THE HILL: Senate GOP rips media for Cain story, alleges double standard. As I keep asking: Would Jonathan Martin, Maggie Haberman, Anna Palmer and Kenneth Vogel have put their names on a similar piece, with no named sources, aimed at Barack Obama? Would Politico have run it?

Related: Cain hopes to profit from negative press.

You know who really could have profited here? Perry, Romney, et al. If they had gone after the media — just saying what Pro Publica said about this lame story would have been fine, and perfectly safe — they would have reaped real gains. The Republican primary electorate will look favorably on candidates who stand up against the media, as opposed to those who go along with the media attacks on other Republicans. Just ask Tim Pawlenty.
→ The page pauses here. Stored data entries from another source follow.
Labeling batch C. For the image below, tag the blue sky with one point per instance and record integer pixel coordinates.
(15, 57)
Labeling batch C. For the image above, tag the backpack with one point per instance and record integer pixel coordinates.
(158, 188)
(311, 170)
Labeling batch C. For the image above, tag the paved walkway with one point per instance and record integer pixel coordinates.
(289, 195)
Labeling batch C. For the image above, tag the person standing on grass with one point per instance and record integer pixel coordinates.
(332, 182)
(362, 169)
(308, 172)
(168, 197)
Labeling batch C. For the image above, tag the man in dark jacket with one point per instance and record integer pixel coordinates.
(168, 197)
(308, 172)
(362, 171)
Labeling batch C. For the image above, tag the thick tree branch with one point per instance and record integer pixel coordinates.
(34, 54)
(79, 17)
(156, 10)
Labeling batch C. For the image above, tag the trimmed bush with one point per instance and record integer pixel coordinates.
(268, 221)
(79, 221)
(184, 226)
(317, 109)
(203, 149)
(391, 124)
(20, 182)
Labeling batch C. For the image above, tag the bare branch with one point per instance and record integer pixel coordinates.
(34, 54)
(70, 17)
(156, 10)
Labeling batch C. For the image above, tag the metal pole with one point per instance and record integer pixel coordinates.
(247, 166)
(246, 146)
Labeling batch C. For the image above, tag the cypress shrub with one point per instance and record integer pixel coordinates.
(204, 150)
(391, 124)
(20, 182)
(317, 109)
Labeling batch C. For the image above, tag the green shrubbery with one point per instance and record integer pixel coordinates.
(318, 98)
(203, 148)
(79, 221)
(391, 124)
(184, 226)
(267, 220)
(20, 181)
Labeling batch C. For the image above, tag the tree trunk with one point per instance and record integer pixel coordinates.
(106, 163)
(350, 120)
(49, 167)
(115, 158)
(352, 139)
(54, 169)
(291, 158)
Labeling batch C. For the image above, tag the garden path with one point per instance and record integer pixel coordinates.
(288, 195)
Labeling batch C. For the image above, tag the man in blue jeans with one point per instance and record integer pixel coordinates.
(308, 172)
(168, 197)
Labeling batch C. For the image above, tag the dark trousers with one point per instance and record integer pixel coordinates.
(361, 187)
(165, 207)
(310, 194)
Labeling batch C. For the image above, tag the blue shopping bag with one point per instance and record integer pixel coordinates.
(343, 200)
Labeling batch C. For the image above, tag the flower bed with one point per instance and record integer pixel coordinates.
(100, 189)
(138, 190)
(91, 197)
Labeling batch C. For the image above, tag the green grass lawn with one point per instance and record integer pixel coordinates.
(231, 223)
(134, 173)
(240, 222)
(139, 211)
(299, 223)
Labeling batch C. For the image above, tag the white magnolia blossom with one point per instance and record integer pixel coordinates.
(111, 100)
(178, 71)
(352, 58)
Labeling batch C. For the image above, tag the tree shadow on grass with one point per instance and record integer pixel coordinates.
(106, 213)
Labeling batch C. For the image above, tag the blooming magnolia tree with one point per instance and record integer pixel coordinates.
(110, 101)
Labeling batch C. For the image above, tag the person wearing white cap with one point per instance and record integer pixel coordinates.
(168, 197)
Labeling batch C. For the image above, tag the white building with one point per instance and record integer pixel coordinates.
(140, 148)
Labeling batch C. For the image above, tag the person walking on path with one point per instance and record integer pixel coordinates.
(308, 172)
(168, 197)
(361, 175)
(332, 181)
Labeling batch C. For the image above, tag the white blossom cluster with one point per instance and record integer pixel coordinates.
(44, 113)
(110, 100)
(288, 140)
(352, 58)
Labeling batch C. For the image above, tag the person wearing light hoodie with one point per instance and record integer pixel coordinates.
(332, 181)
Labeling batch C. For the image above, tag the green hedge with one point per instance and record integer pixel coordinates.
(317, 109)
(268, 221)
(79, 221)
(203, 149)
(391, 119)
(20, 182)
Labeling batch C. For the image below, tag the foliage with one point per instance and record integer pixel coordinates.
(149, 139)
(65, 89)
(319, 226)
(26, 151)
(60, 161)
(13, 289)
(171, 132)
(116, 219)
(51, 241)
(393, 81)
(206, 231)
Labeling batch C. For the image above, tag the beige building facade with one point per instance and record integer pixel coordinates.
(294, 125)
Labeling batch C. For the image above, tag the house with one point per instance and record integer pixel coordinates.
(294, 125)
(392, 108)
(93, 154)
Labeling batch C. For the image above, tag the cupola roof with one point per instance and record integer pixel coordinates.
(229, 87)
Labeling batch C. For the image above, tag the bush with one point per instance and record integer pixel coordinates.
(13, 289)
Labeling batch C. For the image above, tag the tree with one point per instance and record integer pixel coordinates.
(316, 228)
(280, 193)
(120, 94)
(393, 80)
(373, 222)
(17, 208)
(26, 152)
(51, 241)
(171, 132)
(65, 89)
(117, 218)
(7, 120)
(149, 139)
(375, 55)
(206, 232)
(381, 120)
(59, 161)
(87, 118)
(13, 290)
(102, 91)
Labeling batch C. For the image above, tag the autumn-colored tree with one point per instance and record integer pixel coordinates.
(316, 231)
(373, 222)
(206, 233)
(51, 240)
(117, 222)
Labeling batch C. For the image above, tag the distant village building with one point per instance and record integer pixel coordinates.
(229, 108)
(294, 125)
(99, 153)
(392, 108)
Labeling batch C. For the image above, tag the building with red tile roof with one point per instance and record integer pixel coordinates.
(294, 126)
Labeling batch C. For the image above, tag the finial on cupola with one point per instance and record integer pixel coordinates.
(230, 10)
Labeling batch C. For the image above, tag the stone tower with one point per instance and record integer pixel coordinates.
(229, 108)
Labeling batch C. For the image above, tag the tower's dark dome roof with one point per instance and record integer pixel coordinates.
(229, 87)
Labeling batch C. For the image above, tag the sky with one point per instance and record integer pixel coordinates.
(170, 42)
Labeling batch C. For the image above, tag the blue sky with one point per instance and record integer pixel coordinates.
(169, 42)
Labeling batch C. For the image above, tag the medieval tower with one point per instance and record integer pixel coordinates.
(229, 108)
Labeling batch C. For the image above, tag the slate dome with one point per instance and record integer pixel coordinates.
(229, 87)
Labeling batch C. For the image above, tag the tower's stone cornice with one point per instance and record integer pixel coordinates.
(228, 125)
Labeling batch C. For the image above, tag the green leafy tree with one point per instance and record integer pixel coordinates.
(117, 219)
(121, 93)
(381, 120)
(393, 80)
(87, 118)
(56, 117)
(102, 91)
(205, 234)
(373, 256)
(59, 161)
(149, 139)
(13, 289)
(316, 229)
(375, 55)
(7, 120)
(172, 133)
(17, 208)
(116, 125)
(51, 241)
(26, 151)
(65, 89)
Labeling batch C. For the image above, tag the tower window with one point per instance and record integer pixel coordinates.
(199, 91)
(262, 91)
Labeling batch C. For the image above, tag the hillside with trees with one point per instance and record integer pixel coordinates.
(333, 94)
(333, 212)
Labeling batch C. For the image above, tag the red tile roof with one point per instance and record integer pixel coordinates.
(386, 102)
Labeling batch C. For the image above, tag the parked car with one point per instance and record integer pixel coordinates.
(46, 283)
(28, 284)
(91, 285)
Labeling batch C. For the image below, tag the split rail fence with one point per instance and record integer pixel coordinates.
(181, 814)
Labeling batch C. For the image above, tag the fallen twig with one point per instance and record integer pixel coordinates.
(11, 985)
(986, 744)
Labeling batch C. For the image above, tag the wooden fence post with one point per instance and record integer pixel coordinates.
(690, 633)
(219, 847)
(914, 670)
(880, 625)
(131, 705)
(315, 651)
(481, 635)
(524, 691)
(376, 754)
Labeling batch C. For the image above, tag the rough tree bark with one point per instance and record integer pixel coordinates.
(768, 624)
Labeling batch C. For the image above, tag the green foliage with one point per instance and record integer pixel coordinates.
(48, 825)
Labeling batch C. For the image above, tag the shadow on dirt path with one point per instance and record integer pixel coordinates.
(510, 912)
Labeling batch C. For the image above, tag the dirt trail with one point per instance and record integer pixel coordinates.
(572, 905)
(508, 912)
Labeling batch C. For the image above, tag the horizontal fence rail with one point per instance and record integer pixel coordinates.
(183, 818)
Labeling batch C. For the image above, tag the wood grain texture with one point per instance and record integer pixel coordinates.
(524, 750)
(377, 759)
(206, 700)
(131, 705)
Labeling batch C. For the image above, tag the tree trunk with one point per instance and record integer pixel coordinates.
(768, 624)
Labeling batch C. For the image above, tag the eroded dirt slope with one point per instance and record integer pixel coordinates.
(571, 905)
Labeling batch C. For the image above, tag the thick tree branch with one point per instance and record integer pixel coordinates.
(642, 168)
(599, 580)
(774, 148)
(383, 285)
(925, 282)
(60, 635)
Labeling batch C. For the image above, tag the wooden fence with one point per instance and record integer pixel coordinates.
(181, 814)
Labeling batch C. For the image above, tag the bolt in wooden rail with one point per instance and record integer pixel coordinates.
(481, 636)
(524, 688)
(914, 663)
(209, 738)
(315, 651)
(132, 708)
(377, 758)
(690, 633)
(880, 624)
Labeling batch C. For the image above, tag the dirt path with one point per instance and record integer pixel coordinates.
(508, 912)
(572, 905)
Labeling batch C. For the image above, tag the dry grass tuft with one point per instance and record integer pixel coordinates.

MORE SUSPICION ABOUT THE MEDICAL ESTABLISHMENT’S SUDDEN FLIPFLOP ON THE IMPORTANCE OF EARLY DETECTION: Reader Mike Pendray writes:

Remember when the NYT had that article about how men living longer was going to be a burden to society?

Your wife blogged about it here.

Looks like it’s all coming together. Cutting screening for prostate cancer would certainly help mitigate that problem. Figure the United States Preventive Services Task Force (USPSTF) might have read that? Wonder what other medical conditions primarily affecting men approaching their retirement (and therefore unproductive) years they will decide don’t warrant preventative screening?

See, when you politicize health care, the suspicion is that all health care decisions are political.

SCANDAL SWEPT UNDER THE RUG: Atlanta to be fully accredited, but on watch. “An ‘elated’ school board announced Tuesday the Southern Associations of Colleges and Schools, one of the nation’s top accrediting agencies, has taken the district off probation. APS was downgraded to ‘advisement’ status, meaning the agency will watch to ensure the district’s progress is sustainable over the next year.” After the teacher-assisted-cheating scandal, this seems like weak tea, and calls into question whether the accreditors provide much actual oversight.